Chick-fil-A founder S. Truett Cathy is a devout Southern Baptist who has taught Sunday School for over 44 years and whose religious beliefs permeate the company to this day. The company's official statement of corporate purpose says that the business exists "to glorify God by being a faithful steward of all that is entrusted to us and to have a positive influence on all who come in contact with Chick-fil-A." The chain invests heavily in community services (especially for children and teenagers) and scholarships. Cathy's beliefs are also responsible for one of the chain's distinctive features: All Chick-fil-A locations (company-owned and franchised, whether in a mall or freestanding) are closed on Sundays.

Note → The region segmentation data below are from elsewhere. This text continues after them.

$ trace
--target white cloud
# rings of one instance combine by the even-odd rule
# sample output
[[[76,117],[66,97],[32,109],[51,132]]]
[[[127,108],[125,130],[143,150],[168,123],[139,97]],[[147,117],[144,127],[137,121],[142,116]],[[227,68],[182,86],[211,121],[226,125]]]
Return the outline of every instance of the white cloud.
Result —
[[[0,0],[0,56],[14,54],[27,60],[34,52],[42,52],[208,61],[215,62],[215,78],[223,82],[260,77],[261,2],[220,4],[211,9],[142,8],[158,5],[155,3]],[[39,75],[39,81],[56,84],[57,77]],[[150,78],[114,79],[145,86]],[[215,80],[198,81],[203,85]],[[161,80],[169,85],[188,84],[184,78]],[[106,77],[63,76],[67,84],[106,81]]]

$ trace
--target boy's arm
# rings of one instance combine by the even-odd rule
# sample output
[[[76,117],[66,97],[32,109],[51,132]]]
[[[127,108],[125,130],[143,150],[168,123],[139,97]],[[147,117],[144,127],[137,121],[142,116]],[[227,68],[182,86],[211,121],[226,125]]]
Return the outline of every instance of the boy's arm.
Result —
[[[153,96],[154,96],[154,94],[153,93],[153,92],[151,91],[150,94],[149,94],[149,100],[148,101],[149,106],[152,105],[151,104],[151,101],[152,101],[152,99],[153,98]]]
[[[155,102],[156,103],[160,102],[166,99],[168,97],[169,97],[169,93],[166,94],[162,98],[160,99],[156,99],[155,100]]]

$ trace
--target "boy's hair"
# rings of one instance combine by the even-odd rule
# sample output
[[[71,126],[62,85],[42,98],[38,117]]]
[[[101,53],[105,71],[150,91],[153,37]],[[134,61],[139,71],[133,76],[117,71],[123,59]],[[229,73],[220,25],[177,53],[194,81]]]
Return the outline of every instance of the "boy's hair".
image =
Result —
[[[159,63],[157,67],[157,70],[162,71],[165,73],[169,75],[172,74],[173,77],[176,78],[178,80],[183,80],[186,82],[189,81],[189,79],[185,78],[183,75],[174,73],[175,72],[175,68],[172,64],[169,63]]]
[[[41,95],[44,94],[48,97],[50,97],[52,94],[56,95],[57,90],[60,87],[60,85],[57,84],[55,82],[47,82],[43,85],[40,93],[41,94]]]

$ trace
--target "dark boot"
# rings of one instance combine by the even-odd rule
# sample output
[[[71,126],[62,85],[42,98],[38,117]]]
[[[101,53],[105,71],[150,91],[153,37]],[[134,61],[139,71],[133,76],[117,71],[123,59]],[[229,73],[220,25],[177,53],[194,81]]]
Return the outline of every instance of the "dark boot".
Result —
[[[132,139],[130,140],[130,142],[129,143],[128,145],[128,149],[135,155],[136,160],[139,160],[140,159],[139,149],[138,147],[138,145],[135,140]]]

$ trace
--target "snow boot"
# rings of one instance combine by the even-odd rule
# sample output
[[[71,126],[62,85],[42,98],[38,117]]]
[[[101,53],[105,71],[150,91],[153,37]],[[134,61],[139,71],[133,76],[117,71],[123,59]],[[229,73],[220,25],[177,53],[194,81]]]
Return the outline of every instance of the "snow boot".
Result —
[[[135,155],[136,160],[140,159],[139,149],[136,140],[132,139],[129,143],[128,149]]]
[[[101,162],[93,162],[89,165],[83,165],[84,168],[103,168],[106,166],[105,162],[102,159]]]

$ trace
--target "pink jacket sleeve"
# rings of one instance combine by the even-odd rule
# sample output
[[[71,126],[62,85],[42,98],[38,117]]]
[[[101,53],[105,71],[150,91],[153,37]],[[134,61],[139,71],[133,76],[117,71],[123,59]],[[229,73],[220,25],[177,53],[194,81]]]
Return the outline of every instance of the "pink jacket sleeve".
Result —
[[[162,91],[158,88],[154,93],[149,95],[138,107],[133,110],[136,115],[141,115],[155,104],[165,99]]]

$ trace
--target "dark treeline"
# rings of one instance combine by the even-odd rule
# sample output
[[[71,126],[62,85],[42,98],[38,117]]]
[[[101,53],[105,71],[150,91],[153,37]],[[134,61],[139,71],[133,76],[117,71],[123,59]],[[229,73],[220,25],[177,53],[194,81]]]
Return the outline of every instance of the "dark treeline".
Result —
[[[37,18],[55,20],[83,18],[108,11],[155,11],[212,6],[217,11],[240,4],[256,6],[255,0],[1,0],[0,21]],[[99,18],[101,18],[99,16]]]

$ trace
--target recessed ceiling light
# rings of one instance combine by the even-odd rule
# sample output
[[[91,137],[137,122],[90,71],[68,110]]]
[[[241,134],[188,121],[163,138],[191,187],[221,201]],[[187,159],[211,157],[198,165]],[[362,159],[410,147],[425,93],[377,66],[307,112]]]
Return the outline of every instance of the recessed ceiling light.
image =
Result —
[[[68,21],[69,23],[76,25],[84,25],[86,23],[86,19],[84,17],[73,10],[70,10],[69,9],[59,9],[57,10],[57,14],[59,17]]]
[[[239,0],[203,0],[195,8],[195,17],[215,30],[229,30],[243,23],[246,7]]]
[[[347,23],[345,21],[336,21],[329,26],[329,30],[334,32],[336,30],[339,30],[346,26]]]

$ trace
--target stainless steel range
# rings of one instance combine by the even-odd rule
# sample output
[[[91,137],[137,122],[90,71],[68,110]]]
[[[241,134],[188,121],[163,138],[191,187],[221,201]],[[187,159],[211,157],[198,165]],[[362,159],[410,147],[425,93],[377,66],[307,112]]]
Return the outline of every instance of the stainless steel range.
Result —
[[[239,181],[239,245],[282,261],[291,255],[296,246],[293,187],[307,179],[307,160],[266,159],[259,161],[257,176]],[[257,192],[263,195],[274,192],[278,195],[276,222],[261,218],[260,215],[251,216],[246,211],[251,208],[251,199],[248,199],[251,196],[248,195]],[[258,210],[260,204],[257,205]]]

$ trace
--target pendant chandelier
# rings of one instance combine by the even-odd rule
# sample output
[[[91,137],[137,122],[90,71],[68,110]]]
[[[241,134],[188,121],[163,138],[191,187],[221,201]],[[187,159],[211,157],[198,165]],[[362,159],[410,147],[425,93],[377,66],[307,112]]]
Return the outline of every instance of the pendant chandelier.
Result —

Our decision to close on Sunday was our way of honoring God and directing our attention to things more important than our business. If it took seven days to make a living with a restaurant, then we needed to be in some other line of work. Through the years, I have never wavered from that position.

—S. Truett Cathy [5]
The religious organizations to which Truett Cathy and Chick-fil-A have lent support include such groups as Focus on the Family. Groups researching financial support of religious groups have noted that Truett Cathy is one of the largest corporate sponsors of politically active religious groups in the US, largely through grants from the Truett Cathy Foundation but occasionally through direct sponsorship as well or through partnership with other foundations that are major corporate sponsors of politically active religious groups.[citation needed]
Chick-fil-A has promoted religious groups via toys and CDs included in children's meals, much as movie studios promote new movies via McDonald's Happy Meal toys. These have ranged from including toys from the Christian television series VeggieTales in children's meals to including Financial Peace for Kids children's books by Christian financial guru Dave Ramsey and CDs from the Christian radio program Adventures in Odyssey, as children's meal incentives. The latter show is produced by the radio division of Focus on the Family, and typically heard on Christian radio stations.
Chick-fil-A and Focus on the Family also have a history of cross-promotion. Chick-fil-A has also sponsored meetings by the group All Pro Dad; All Pro Dad is a group with affiliations with Focus on the Family via a group called Family First; Family First promotes a large number of conservative religious causes, including covenant marriage.
Chick-fil-A has also directly sponsored other religious campaigns. One of the groups sponsored by Chick-fil-A is Athletes In Action which is a sports missionary arm of the Campus Crusade for Christ.
Another link between Chick-fil-A and religious groups includes promotion of National Bible Week. Truett Cathy is the chair of the National Bible Week Committee.
Amidst the company's push to the southwest, Las Vegas remains the southernmost metropolitan area without a Chick-fil-A location.[6]
Truett Cathy is also heavily involved in the WinShape Foundation, a non-profit organization which was started in 1984 with its goal to "shape winners" by offering summer camps, retreats, foster care, and other services.
Chick-fil-A's connection to Christianity has even been brought up in court when Aziz Latif, a Houston-based Muslim employee for 6 years, sued the company in 2002 for firing him, alleging that he was fired for his religious beliefs when he had refused to take part in an employee prayer.[7] The suit was settled on undisclosed terms.[8]


Know why the suit was settled? Because the guy was right.

Jesus is making for us the hypocrites. Hope you enjoy it because you asked for it.